Снова профессор, как палец, малютке украдкой протягивал нос; и потом с быстрым грохотом прятался.
– Вынуждена, а пропо, – ударялося в ухо, – сдавать наши комнаты.
Пенсии мало ей?
– Басни.
– Что?
– Будто шпионка… Зачем ее взяли?
– Военная необходимость, – мигнул Ездуневич.
– Честь родины, – иогого, – мигнул Митя.
Профессор не слушал профессоршу: он наблюдал с удовольствием, будто ел сладкую кашу, как, сев к Серафиме, Никита Васильевич, старый пузан, от волнений оправившись, загарцевал головой и рукой, на которой опухшие пальцы, зажавши пенсне, рисовали какие-то линии.

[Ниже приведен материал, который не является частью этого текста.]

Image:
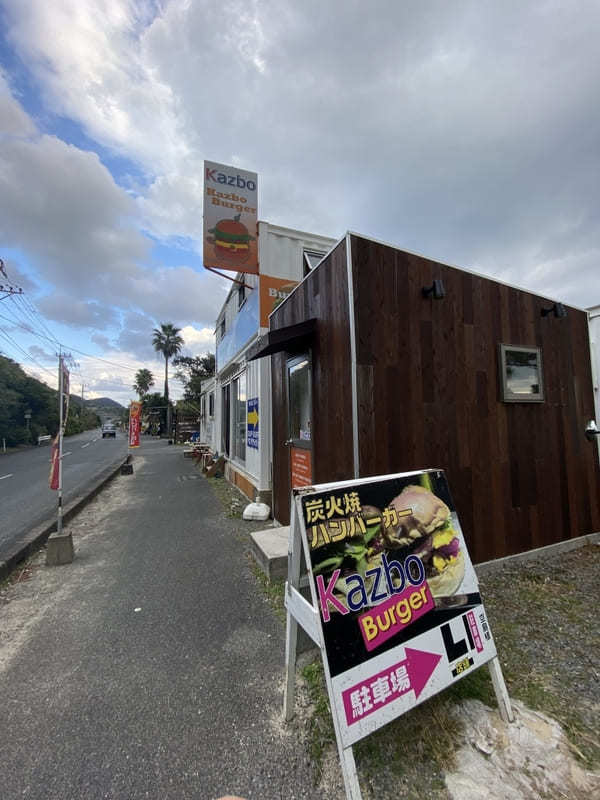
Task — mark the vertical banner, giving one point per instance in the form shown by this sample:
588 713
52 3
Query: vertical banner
64 391
273 291
230 218
54 464
252 423
135 413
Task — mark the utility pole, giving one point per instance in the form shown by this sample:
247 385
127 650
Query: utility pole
60 545
8 289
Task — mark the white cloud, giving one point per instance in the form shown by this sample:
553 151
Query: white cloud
467 131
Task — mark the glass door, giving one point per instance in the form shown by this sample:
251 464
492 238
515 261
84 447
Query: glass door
299 375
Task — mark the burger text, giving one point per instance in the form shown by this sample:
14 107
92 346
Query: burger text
229 201
395 614
412 572
230 180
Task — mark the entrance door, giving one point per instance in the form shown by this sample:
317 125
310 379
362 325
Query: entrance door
300 420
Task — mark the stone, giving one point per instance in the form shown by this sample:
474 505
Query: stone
59 549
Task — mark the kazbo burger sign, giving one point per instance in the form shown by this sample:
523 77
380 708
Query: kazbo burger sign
230 218
397 596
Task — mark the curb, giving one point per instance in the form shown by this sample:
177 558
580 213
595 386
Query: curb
37 537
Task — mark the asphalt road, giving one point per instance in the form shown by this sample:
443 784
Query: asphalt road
25 499
152 667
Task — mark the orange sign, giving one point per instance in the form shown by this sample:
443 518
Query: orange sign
273 291
135 413
230 218
301 467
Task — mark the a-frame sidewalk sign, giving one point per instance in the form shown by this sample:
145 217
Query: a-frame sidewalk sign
395 607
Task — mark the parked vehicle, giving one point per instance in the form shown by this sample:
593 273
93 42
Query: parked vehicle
108 429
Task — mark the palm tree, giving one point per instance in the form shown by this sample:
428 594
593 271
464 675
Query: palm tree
166 340
144 379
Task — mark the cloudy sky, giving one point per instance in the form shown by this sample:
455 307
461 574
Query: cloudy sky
466 131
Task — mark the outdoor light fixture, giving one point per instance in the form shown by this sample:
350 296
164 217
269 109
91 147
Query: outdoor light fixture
557 309
436 289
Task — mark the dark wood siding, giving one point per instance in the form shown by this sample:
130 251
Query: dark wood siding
324 296
523 475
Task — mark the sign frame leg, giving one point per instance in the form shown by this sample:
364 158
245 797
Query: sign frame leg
502 696
291 637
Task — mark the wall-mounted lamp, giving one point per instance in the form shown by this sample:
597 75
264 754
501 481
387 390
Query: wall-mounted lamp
557 309
436 290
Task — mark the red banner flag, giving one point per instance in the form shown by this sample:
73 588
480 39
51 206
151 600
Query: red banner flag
54 464
135 413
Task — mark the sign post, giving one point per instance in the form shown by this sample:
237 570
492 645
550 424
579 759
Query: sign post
395 606
60 545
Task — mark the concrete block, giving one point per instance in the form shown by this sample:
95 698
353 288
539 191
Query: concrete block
269 549
59 549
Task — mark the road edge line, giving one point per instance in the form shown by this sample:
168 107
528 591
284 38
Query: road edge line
37 537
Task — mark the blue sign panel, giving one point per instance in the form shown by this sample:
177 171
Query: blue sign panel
252 423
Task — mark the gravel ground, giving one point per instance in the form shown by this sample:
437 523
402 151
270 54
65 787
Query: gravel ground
545 619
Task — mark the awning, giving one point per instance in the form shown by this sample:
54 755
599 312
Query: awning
289 339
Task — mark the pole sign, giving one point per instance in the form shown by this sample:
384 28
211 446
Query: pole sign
64 391
135 412
230 218
54 464
397 597
252 423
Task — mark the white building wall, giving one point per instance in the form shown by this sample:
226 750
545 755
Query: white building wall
281 255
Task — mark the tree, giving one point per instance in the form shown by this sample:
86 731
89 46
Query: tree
166 340
192 370
144 379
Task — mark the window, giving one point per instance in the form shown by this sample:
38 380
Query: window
521 374
225 429
311 259
238 416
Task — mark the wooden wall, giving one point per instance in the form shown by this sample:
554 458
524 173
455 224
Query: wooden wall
522 475
324 296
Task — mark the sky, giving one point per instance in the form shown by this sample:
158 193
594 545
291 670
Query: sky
468 132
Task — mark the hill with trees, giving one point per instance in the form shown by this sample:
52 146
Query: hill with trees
22 395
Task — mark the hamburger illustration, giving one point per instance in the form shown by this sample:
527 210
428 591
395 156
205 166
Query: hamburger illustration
427 532
231 240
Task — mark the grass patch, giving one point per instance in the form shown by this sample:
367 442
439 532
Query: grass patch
274 591
232 500
321 734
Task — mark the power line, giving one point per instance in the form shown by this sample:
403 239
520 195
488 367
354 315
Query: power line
33 332
24 352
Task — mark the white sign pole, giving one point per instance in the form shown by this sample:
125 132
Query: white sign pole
502 696
60 435
300 611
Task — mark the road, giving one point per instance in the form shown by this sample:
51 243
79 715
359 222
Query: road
25 499
152 667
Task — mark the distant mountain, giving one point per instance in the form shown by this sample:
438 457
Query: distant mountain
105 407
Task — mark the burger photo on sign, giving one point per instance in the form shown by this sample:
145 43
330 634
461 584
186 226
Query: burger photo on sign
231 240
424 528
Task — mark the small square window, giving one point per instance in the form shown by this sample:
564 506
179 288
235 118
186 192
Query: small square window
521 374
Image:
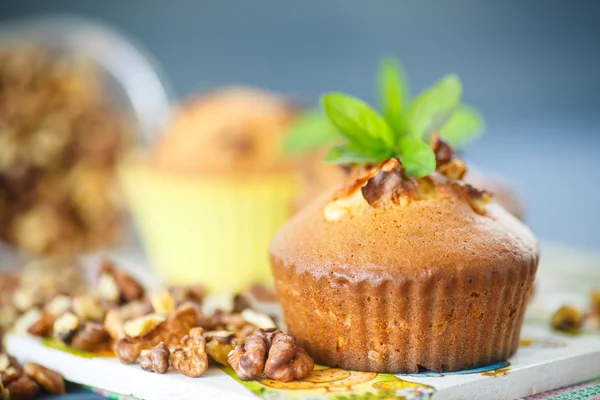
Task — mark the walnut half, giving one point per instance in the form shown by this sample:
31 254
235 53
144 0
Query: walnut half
191 358
273 353
286 361
170 331
156 359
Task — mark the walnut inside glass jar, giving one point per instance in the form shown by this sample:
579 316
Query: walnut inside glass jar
60 138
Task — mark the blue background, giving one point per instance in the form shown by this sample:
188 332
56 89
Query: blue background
530 66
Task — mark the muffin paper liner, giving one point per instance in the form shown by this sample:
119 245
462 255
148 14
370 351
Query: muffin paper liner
213 231
440 320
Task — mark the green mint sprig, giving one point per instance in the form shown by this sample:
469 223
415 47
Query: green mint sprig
310 131
370 138
437 109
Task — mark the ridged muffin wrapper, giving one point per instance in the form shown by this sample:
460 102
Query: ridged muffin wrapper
441 320
213 231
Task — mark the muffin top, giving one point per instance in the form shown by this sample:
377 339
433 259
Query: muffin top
383 223
232 130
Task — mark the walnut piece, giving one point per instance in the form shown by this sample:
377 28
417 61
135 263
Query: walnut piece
65 327
24 388
43 326
52 382
156 360
88 308
286 361
88 338
142 325
273 353
162 302
567 319
191 358
219 344
248 360
170 331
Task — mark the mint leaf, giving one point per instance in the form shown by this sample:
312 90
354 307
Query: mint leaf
417 158
350 153
465 125
433 107
393 92
310 131
356 120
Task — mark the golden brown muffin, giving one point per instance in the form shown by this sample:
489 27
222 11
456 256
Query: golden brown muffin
233 130
397 274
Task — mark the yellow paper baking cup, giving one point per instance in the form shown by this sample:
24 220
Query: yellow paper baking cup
213 231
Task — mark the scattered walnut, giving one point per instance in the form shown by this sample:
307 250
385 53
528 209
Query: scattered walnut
163 303
170 331
88 308
25 299
135 309
49 380
24 388
142 325
43 326
129 288
595 302
89 337
65 327
113 324
286 361
567 319
156 360
272 352
191 359
246 331
248 360
219 345
232 322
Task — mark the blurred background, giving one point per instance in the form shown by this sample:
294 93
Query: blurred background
530 67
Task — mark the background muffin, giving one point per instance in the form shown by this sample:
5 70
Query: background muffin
215 188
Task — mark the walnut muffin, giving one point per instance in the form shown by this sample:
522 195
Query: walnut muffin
234 130
396 274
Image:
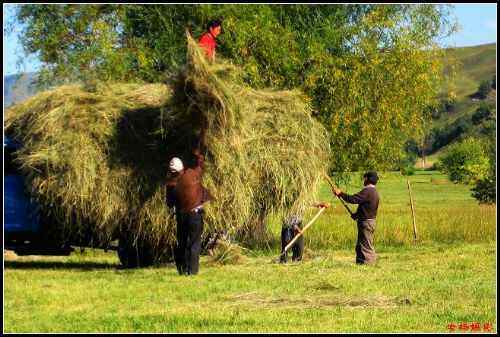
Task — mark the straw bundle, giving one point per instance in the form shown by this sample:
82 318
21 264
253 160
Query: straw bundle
98 159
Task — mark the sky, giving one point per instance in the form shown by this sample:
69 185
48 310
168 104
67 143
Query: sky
477 23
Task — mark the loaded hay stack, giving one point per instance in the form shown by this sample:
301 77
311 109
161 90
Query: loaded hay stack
97 159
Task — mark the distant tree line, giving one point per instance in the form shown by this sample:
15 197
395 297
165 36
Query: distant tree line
371 71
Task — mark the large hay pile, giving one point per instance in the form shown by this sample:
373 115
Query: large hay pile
98 158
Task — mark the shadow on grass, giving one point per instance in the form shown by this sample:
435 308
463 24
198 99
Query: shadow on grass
59 265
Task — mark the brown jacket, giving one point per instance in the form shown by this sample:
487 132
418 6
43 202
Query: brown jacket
367 199
185 191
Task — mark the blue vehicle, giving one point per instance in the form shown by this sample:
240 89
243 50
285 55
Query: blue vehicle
30 230
23 219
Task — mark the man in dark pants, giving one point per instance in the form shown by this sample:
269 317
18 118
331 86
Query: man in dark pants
186 195
365 216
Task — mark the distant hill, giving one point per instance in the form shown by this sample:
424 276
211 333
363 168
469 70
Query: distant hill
18 87
477 64
460 119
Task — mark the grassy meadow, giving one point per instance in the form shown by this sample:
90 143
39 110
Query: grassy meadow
447 277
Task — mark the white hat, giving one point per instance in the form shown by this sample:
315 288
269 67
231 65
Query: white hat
176 165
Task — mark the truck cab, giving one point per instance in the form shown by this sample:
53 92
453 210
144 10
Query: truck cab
23 229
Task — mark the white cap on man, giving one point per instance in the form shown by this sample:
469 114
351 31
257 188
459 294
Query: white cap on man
176 165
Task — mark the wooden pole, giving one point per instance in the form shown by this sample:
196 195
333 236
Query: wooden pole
412 211
341 201
303 230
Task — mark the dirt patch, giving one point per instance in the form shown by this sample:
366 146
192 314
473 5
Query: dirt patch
262 301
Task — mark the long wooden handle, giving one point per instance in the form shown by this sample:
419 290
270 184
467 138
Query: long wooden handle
341 200
303 230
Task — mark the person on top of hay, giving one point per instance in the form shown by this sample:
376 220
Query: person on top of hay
365 215
186 195
207 40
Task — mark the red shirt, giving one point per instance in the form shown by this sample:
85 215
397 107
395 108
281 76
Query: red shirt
207 42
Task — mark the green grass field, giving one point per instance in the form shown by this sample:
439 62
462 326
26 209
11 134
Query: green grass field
448 276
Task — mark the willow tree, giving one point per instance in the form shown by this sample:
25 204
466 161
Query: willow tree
371 71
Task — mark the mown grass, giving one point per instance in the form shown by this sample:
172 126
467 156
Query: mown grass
420 289
449 276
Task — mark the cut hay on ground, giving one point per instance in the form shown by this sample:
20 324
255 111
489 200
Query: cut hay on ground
99 158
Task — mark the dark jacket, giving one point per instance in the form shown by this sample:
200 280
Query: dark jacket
367 199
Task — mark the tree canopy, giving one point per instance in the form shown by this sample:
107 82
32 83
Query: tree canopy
371 71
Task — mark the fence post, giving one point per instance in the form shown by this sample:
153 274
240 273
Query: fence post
412 211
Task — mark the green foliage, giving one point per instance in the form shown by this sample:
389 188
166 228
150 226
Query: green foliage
371 70
485 190
465 162
484 89
483 112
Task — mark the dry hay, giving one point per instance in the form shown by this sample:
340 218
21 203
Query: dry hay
226 252
97 159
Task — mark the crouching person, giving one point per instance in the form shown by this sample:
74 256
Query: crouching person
291 227
186 195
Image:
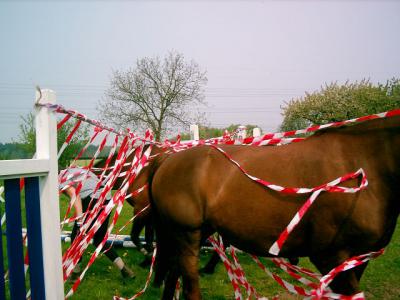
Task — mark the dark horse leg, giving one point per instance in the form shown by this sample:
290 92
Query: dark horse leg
345 283
188 258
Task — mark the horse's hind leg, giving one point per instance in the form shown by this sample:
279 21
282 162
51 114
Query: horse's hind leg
345 283
189 264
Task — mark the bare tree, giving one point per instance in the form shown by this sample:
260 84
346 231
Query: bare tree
157 94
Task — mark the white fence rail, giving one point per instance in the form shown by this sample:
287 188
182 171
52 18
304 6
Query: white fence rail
44 239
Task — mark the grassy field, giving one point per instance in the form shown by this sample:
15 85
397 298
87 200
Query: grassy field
103 281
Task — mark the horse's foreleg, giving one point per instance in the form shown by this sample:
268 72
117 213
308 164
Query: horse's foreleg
170 283
209 268
137 227
149 235
189 264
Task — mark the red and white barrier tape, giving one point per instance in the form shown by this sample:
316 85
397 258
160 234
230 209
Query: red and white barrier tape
236 273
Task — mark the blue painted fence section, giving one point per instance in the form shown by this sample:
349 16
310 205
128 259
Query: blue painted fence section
14 239
32 206
15 251
2 282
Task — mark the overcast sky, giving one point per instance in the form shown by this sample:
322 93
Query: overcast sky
257 54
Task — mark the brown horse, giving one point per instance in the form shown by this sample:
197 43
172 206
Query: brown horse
199 191
137 200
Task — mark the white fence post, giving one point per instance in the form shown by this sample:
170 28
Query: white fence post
242 134
256 132
194 132
46 148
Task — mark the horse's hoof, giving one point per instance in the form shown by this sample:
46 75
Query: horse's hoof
205 271
127 272
145 263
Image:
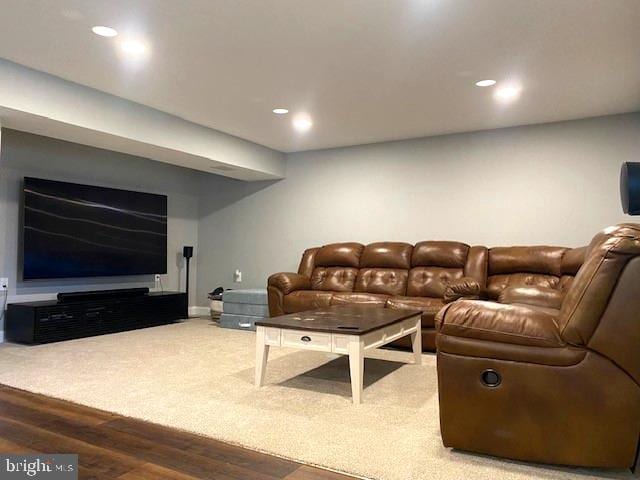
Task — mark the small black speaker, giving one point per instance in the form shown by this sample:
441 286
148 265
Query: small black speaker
630 187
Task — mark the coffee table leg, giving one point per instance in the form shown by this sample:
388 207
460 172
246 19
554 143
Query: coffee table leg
416 342
356 368
262 353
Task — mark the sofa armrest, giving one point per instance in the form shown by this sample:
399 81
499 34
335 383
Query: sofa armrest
536 296
288 282
465 287
496 322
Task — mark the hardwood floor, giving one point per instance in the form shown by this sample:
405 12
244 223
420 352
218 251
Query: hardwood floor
115 447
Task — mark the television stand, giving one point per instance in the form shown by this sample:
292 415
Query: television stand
53 320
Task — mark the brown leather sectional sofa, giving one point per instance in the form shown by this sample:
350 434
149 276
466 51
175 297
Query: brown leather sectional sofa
424 276
537 347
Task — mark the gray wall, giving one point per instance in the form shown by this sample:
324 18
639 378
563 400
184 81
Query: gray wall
545 184
24 154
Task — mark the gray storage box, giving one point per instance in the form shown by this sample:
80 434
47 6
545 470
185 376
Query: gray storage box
256 296
242 308
246 309
239 322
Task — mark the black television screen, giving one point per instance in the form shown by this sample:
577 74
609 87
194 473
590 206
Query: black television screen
73 230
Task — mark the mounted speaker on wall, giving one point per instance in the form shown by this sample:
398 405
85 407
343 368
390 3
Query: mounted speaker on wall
630 187
187 253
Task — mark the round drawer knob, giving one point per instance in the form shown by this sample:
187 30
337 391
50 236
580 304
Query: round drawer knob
490 378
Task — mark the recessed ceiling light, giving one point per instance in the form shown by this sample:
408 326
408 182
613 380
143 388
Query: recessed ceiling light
104 31
133 47
485 83
302 123
507 93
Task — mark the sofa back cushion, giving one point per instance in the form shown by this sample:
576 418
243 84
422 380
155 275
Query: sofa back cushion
388 281
538 266
339 255
335 279
571 263
387 255
435 264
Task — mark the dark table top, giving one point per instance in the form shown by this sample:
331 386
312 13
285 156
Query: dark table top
348 319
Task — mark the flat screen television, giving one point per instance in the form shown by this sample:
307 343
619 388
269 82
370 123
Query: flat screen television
72 230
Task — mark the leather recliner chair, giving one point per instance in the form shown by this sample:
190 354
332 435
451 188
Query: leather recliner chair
525 381
383 275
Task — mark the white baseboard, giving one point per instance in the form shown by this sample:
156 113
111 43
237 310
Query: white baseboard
199 311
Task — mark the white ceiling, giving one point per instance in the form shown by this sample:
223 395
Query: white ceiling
364 70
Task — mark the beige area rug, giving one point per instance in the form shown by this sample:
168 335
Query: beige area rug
198 377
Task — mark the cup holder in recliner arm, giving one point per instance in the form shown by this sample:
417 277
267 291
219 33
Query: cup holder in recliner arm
490 378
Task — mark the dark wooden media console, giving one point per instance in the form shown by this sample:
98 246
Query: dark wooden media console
52 320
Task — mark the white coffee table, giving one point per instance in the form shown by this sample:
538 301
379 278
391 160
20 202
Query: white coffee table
347 330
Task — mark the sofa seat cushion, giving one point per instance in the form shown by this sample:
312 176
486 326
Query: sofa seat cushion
373 299
302 300
518 333
495 322
535 296
496 284
429 306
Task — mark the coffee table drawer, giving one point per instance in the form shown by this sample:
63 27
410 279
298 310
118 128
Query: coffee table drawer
308 340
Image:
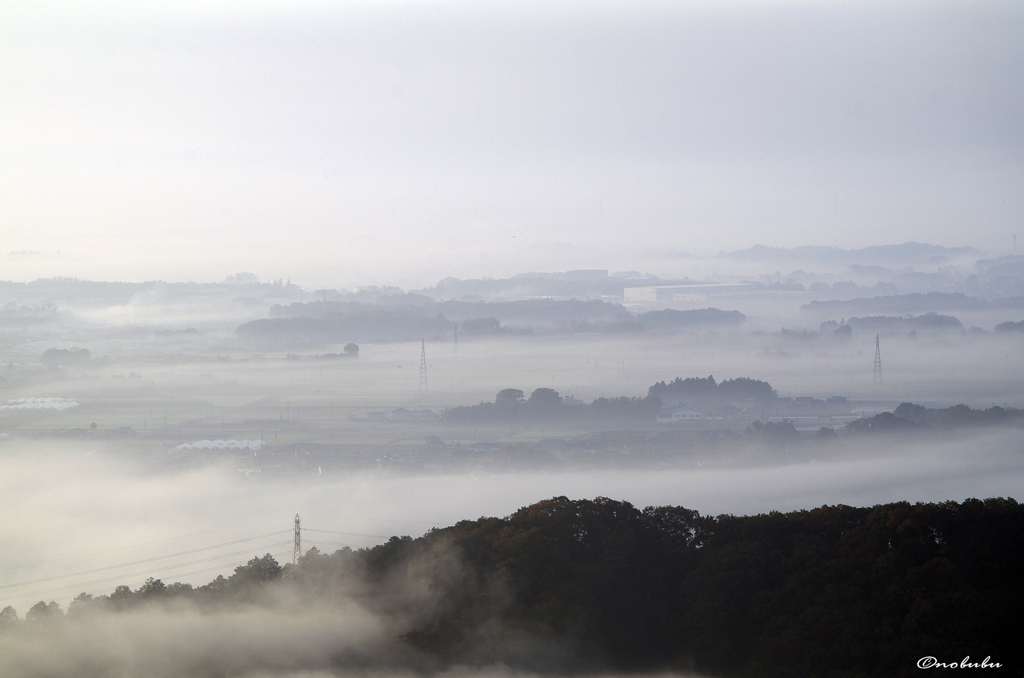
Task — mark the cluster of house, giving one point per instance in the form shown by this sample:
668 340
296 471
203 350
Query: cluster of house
401 414
809 412
221 445
40 404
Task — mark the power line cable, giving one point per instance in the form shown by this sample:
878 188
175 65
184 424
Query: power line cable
346 534
138 562
147 573
349 517
131 546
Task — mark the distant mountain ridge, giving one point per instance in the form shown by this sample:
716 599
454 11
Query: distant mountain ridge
905 253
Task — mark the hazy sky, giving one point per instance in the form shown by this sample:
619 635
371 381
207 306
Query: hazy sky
346 143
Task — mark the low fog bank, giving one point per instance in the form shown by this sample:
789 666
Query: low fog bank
75 510
578 586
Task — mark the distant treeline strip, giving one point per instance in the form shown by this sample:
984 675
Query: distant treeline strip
343 321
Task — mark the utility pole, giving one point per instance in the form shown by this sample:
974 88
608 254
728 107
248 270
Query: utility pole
423 366
877 376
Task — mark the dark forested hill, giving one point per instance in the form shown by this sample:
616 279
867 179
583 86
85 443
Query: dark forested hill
599 585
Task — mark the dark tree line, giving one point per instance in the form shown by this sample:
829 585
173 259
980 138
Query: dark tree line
738 389
915 418
590 585
546 405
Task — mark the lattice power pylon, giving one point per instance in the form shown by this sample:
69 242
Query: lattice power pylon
877 375
423 366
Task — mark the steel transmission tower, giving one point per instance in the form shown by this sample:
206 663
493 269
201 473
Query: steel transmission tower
877 376
423 365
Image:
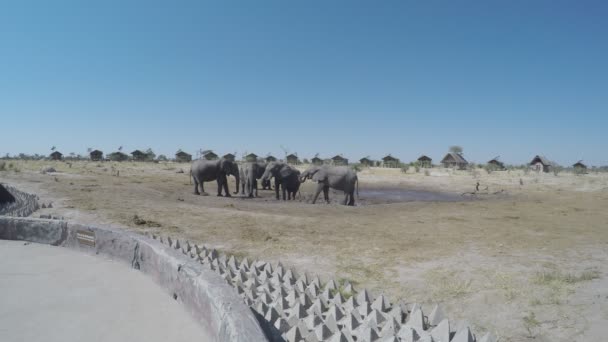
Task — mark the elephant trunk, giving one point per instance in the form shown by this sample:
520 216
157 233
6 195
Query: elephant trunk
238 182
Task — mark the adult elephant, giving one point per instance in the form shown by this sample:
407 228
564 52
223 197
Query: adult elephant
283 174
250 173
340 178
214 170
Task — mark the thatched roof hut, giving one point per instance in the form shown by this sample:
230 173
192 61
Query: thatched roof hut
292 159
425 161
390 161
138 155
210 155
496 164
454 160
183 157
366 161
117 156
56 155
339 160
316 161
96 155
541 163
251 157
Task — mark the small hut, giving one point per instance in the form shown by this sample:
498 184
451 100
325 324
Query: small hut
339 160
579 167
183 157
209 155
540 163
454 160
251 157
117 156
316 161
390 161
96 155
56 155
425 161
496 164
292 159
366 162
138 155
227 156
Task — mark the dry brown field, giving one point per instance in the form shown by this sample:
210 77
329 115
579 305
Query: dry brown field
523 261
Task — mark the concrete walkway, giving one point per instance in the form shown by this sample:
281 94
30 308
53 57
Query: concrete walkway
55 294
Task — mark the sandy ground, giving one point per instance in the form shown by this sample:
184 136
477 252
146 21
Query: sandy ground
52 294
526 263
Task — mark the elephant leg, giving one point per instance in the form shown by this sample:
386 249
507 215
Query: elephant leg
276 187
320 187
196 192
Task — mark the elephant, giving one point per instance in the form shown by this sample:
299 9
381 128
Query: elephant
336 177
283 174
210 170
250 173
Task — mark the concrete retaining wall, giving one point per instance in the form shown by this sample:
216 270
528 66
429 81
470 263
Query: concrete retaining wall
204 293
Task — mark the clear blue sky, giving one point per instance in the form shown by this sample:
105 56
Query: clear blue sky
509 78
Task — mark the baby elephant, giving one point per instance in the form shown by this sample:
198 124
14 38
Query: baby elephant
340 178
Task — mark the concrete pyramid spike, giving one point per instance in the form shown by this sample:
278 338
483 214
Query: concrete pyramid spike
244 264
272 315
364 309
341 336
334 310
489 337
364 296
416 320
408 334
232 263
294 335
350 304
338 299
436 316
322 332
352 321
300 285
441 333
305 300
348 287
463 335
281 325
381 303
312 321
390 328
332 324
367 334
331 285
298 311
259 306
311 337
327 294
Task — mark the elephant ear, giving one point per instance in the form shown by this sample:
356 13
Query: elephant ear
285 172
319 176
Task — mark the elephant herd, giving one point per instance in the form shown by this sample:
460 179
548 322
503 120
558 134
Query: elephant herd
287 179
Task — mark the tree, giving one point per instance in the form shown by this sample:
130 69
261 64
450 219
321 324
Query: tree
456 149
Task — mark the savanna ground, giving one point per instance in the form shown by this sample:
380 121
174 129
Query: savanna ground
528 264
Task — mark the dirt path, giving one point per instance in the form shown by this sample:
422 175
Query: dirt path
529 262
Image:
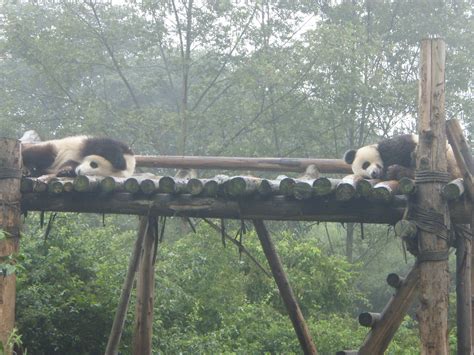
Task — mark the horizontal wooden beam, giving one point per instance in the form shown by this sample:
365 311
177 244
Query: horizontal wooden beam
334 166
274 208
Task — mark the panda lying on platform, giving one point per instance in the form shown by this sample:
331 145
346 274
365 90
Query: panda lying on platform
79 155
392 159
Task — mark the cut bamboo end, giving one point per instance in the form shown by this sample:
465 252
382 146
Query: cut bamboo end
405 229
407 186
453 190
385 191
167 185
195 186
26 185
303 190
241 186
149 186
268 187
55 187
131 185
108 184
395 280
368 319
324 186
286 186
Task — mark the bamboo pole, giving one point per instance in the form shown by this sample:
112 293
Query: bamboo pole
284 286
271 208
10 222
386 325
335 166
464 270
431 156
454 189
145 293
119 320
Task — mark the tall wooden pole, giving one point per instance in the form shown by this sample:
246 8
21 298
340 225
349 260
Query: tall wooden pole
145 292
430 165
119 319
286 292
382 332
10 174
464 270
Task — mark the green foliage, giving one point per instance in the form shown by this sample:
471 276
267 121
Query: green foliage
69 289
304 78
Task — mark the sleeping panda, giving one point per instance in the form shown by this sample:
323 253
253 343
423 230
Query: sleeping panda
79 155
392 159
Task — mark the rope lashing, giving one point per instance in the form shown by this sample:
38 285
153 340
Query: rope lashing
427 176
10 173
431 222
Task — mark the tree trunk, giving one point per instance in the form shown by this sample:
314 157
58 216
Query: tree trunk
10 174
431 157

Выставив ухо, профессор расслушал:
– Несем свои скорби…
Куда?
С молодыми курсистками старый пузан тридцать лет прококетничал, скорби куда-то неся; запыхтел, оборвался, поймав на себе подозрительный взгляд из лорнеточки, тотчас же переведенный взволнованно на Серафиму, – сухой, оскорбительный взгляд.
– Вот… мерзавка какая!
Все вскрикнуло в маленькой: чай разлила, заныряла головкой, как будто хотела под чайною скатертью спрятаться:
– Что?
– Нет, нет: я – ничего…
Ей представилось, —
– как из стенного пролома бросается стая горилл на нее, а не этих сидящих людей, разукрашенных примазью цивилизации.
Там на обоях, не стертый очищенным мелом, размазался знак: или – пять бурых пальцев, когда-то кровавых.
Профессор не видел его.
Барабанил по скатерти, носом уставяся в прошлую жизнь из-за жизни теперешней: —
– как? —
– Он мог жить таким способом? И повернулся к малютке, которая тотчас увидела: зрячий, морщинами, точно глазами играющий лоб; глаз, ушедший в себя, как костер из-за дальнего дыма горел.
И затиснула радостно пальцы под скатертью; жарами вспыхнуло ожесточенное личико – мимо него.